La disparition des interpellations et radicalités des avant-gardes au tournant des années 1980– 90 – elles ont produit certaines des singularités d’Aimé Césaire, de Kateb Yacine ou de Mohammed Khaïr-Eddine – n’a pas forcément éclairci le terrain mais a modifié fondamentalement canaux et formes de la résilience.

La dyade terminologique choisie pour ce colloque relève donc d’une acception assez large. Elle n’est pas sans toucher aux questions posées par Paul Ricœur dans La Mémoire, l’Histoire, l’Oubli (2000). Elle touche de même aux questions inhérentes à l’espace franco-francophone – sous toutes ses latitudes – et aux formes de résilience qu’il peut engendrer chez un Paul Willems, un Ahmadou Kourouma, une Assia Djebar ou un André Schwartz-Bart.

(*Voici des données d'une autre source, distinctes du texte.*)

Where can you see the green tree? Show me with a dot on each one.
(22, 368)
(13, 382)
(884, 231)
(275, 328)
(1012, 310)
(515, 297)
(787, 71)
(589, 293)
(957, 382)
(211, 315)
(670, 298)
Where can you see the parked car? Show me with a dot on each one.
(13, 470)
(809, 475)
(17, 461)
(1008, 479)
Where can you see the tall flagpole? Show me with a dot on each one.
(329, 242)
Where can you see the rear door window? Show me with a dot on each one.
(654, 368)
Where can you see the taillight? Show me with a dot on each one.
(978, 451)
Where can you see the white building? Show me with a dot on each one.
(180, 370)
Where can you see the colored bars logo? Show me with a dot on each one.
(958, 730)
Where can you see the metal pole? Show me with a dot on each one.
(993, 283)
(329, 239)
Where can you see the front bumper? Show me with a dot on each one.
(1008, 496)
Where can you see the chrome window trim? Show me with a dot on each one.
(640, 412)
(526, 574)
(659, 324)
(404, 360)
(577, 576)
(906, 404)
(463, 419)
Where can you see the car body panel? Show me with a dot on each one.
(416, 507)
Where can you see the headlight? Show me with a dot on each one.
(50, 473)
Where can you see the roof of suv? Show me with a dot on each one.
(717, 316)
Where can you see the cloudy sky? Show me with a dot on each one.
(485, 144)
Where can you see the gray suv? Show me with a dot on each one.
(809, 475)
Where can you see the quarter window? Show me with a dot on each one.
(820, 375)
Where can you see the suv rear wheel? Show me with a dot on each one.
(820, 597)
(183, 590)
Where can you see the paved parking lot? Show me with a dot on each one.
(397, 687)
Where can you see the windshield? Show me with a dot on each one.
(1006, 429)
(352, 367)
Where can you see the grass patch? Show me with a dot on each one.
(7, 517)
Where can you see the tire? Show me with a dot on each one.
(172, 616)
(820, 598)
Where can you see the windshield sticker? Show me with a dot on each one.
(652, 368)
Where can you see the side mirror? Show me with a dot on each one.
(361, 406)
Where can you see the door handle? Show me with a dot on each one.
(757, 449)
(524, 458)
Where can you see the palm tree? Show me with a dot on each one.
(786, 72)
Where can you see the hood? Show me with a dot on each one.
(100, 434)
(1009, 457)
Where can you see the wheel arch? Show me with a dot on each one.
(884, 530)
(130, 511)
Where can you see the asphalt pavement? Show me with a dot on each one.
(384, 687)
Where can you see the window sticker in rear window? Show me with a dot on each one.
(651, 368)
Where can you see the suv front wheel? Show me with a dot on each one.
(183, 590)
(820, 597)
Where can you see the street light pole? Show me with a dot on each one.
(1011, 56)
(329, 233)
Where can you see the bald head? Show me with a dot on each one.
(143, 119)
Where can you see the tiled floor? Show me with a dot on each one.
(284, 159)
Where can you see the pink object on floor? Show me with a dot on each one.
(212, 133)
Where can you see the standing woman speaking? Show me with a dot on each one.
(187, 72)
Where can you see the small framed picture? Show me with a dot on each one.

L’attitude des Français métropolitains à l’égard de la langue et de la littérature françaises n’a pas connu une évolution comparable à celles que l’on a pu suivre dans les aires anglophones, hispanophones ou francophones. Ne provient-elle pas d’une Histoire dans laquelle langue et littérature ont servi à constituer un imaginaire – une essence nationale censée subsumer l’hétérogénéité constitutive d’un pays ? Qui plus est, d’y faire d’autant mieux accéder, pour les siens comme pour autrui, au travers d’une universalité censée être inhérente à la langue classique !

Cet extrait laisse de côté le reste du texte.